Thinking About...The Noisy Store

The bane of every parent’s existence during a summer beach vacation is a rainy day. For an adult overcast skies may mean reading indoors, a long nap, more time for baking or cooking. For a child, they are catastrophic. This summer on one of the rainy days during a week at the beach, our family headed to the local arcade, affectionately known by us as ‘The Noisy Store.’* While my kids dropped tokens into game slots, I wandered listlessly around the arcade aware of the many spiritual lessons on display. For those with eyes to see (beyond the flashing lights) and ears to hear (beyond the cacophony of bells and whistles), the Noisy Store offers a lot to think about.

Arcade Lessons

At the beachfront arcade you see, first of all, the worst of parenting and, not un-relatedly, child-ing. As if urged on by the incessant noise of the arcade, kids turn into incessant whiners, begging for more tickets, complaining that one game or another was not fair. Meanwhile, passive aggressive parents, like me, attempt to steer their kids away from certain games and towards others (typically the ones that actually involve at least some modicum of skill or action on the player’s part). Admittedly, it’s a strange calculus that figures losing your money to a round of Skee Ball is somehow more noble than losing your money to the chance of Mega Truck Coin Drop.
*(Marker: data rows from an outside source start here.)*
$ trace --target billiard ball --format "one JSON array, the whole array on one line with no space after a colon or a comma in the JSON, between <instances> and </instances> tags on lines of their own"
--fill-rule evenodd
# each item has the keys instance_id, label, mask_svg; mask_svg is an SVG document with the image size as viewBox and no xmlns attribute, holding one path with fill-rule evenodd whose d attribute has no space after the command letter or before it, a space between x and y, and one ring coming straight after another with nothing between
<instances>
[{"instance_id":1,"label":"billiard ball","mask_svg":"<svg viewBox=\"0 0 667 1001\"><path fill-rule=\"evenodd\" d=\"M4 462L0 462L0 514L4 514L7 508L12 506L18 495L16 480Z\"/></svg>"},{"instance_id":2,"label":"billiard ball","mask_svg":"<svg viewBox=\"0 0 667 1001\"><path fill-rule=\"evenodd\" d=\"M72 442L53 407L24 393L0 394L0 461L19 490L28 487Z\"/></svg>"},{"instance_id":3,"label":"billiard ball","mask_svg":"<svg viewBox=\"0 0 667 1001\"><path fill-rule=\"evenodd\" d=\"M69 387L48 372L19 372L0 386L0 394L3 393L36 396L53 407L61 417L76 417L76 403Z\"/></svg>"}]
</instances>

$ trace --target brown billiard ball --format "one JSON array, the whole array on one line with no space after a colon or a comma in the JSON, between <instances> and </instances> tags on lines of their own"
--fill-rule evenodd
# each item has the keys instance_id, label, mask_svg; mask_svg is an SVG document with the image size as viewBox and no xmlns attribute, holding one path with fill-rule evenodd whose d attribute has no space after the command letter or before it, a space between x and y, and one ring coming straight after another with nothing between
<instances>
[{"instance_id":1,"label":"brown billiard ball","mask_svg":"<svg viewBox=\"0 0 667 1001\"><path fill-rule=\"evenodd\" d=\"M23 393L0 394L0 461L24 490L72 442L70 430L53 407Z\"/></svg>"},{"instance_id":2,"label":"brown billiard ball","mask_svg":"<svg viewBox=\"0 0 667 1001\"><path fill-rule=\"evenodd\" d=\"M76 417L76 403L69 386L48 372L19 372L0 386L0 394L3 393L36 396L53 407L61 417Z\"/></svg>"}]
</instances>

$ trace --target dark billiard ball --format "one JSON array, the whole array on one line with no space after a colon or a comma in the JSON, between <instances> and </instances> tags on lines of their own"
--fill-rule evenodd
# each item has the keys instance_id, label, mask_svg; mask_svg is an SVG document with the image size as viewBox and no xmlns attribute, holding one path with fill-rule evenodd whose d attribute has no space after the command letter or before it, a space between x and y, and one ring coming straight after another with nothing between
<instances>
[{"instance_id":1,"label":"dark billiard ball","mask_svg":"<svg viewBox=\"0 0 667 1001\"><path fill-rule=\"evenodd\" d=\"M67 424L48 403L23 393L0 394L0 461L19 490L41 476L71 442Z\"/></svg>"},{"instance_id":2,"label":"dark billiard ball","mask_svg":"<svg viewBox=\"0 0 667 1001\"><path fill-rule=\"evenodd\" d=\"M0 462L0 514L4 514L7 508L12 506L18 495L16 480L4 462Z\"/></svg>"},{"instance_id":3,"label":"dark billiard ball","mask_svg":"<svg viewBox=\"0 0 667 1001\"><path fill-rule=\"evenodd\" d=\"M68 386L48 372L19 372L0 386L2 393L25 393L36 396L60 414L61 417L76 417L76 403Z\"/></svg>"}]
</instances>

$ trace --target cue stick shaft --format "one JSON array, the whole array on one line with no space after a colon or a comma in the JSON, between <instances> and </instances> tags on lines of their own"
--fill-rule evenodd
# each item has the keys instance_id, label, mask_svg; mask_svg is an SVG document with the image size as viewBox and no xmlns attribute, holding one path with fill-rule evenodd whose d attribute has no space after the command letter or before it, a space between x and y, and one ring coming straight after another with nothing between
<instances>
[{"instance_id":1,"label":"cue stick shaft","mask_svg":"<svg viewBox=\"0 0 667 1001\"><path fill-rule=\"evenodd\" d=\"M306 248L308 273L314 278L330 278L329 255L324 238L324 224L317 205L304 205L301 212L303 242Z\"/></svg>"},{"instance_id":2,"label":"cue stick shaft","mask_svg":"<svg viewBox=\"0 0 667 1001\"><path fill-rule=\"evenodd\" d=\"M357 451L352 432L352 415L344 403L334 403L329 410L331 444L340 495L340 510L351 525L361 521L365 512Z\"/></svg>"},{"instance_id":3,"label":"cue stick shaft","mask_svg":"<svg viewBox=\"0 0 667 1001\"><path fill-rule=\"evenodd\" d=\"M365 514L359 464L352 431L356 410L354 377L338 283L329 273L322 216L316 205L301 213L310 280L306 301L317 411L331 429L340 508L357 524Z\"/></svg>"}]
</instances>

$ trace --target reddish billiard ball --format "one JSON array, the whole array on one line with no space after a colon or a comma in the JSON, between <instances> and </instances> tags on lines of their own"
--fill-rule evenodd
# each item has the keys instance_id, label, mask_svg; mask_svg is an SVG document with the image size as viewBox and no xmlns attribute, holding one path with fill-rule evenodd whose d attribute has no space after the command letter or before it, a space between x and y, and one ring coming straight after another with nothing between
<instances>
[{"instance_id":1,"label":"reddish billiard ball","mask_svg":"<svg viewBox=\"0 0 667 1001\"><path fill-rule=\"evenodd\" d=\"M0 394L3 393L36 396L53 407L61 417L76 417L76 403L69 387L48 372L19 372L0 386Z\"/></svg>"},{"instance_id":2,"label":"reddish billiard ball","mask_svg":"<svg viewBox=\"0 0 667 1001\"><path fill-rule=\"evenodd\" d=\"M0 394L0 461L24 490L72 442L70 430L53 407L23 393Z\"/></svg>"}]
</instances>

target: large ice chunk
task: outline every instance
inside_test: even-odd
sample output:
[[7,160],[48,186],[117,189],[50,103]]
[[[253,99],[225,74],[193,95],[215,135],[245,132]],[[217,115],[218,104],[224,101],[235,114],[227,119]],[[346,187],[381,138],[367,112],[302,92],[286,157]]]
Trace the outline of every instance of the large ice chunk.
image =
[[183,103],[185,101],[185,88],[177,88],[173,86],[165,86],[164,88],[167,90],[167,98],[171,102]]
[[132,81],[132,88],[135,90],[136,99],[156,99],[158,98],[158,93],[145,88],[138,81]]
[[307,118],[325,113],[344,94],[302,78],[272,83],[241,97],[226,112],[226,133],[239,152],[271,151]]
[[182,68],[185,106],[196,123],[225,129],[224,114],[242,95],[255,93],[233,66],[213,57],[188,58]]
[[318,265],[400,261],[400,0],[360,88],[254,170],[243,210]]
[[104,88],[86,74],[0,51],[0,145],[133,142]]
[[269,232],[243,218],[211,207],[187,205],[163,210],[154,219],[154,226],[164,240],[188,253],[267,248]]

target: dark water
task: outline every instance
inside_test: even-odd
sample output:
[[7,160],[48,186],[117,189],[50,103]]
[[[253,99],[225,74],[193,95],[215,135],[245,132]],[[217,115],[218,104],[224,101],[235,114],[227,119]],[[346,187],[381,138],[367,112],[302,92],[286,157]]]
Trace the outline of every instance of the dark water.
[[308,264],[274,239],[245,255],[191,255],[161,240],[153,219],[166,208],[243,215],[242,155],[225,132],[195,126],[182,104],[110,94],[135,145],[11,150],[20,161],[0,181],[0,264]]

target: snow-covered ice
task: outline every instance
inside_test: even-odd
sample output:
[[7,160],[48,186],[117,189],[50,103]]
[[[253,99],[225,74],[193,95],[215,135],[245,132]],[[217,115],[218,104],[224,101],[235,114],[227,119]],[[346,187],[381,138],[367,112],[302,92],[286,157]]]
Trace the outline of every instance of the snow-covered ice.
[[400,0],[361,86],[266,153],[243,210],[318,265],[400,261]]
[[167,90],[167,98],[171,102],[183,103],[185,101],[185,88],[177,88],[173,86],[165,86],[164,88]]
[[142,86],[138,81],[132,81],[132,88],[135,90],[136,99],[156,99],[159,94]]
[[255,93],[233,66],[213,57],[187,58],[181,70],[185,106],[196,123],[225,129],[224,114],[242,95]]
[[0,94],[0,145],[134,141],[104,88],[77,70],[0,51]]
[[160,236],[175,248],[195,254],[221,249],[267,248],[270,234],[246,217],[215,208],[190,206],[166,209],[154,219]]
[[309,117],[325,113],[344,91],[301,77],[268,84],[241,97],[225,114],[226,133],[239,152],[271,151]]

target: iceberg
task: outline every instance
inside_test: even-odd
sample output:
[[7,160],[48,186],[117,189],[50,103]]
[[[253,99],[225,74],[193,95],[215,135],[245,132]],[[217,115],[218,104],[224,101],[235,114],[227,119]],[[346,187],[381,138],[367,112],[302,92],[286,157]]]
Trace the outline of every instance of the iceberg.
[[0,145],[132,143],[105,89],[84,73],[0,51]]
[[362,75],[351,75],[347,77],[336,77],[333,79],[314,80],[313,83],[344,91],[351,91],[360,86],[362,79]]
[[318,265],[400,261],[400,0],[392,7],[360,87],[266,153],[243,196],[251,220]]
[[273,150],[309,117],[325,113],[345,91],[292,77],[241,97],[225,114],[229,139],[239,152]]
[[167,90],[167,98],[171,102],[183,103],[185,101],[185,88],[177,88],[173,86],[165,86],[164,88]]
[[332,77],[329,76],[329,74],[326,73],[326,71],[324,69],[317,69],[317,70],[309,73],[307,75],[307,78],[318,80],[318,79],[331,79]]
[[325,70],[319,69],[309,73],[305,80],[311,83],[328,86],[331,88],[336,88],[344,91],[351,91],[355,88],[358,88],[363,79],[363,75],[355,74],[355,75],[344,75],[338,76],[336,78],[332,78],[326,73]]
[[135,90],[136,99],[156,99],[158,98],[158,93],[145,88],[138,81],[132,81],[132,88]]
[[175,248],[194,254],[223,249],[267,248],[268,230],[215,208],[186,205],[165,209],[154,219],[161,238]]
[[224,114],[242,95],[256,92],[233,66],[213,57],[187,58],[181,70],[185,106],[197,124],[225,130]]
What really stood out to me, however, was the power of prizes at the Noisy Store. A deep truth of human psychology is revealed: the yearning for reward--something tangible, something immediate. My kids love playing games that spit out tickets (haphazardly it appears, although allegedly due to some advanced arcade algorithm). They also love the games where the prize is immediately visible, like the Mechanical Claw Game that drops a grasping hook into a sea of worthless stuffed animals.

Redemption

The most striking feature of this particular arcade is the Redemption Counter. There, lurking behind a glass case is a sullen teenager, apparently acclimated to the lights and buzzers of the Noisy Store, keeping watch over the “prizes” like an apathetic flea market vendor. Most of the prizes (plastic baubles and tchotchkes) are worth little more than the paper tickets themselves: bubble gum that loses its flavor after 30 seconds of chewing; toys that break apart after 30 seconds of playing. The whole scene is such cruel deception in its suggestion that redemption can come so easily, so cheaply.

redemption

Redemption at the Noisy Store touches something deep inside us. As my children act out this farcical transaction, I see how it is like much of the redemption that we seek spiritually. Often we, like them, approach God clutching a handful of yellow paper tickets, offering them up and hoping for reward. Redemption at the arcade mocks true redemption--the redemption offered in the good news of Christianity. Often, like my children, I am entranced by the offer of redemption that is, in fact, no real redemption, but rather an exchange of form of meager worthlessness for another.

Gospel Redemption

In gospel redemption, we don’t ‘earn’ by depositing tokens, scoring points, and harvesting tickets. We come empty handed, dependent wholly on divine gift. We don’t exchange our earnings for a flimsy and transient reward, like some balsa wood hang glider. The redemption offered by the gospel is weighty, lasting, and true. It comes to us by faith, as we are counted righteous because of the righteousness of Another. As Paul writes in Colossians 1: “[God] has delivered us from the domain of darkness and transferred us to the kingdom of his Beloved Son, in whom we have redemption, the forgiveness of sins.” [link to Bible Gateway]

In reflecting on the meager promise of redemption offered at the beach town arcade, I couldn’t help but think of an oft-quoted passage from C.S. Lewis’s The Weight of Glory, where he scolds us for the weakness of our longing. It is a fitting conclusion to this thinking about redemption:

“If we consider the unblushing promises of reward and the staggering nature of the rewards promised in the Gospels, it would seem that Our Lord finds our desires, not too strong, but too weak. We are half-hearted creatures, fooling about with drink and sex and ambition when infinite joy is offered us, like an ignorant child who wants to go on making mud pies in a slum because he cannot imagine what is meant by the offer of a holiday at the sea. We are far too easily pleased.”

*The arcade was assigned this moniker by our oldest child--now 9--when he was 4 because of the wall of sound that meets you when you enter an arcade.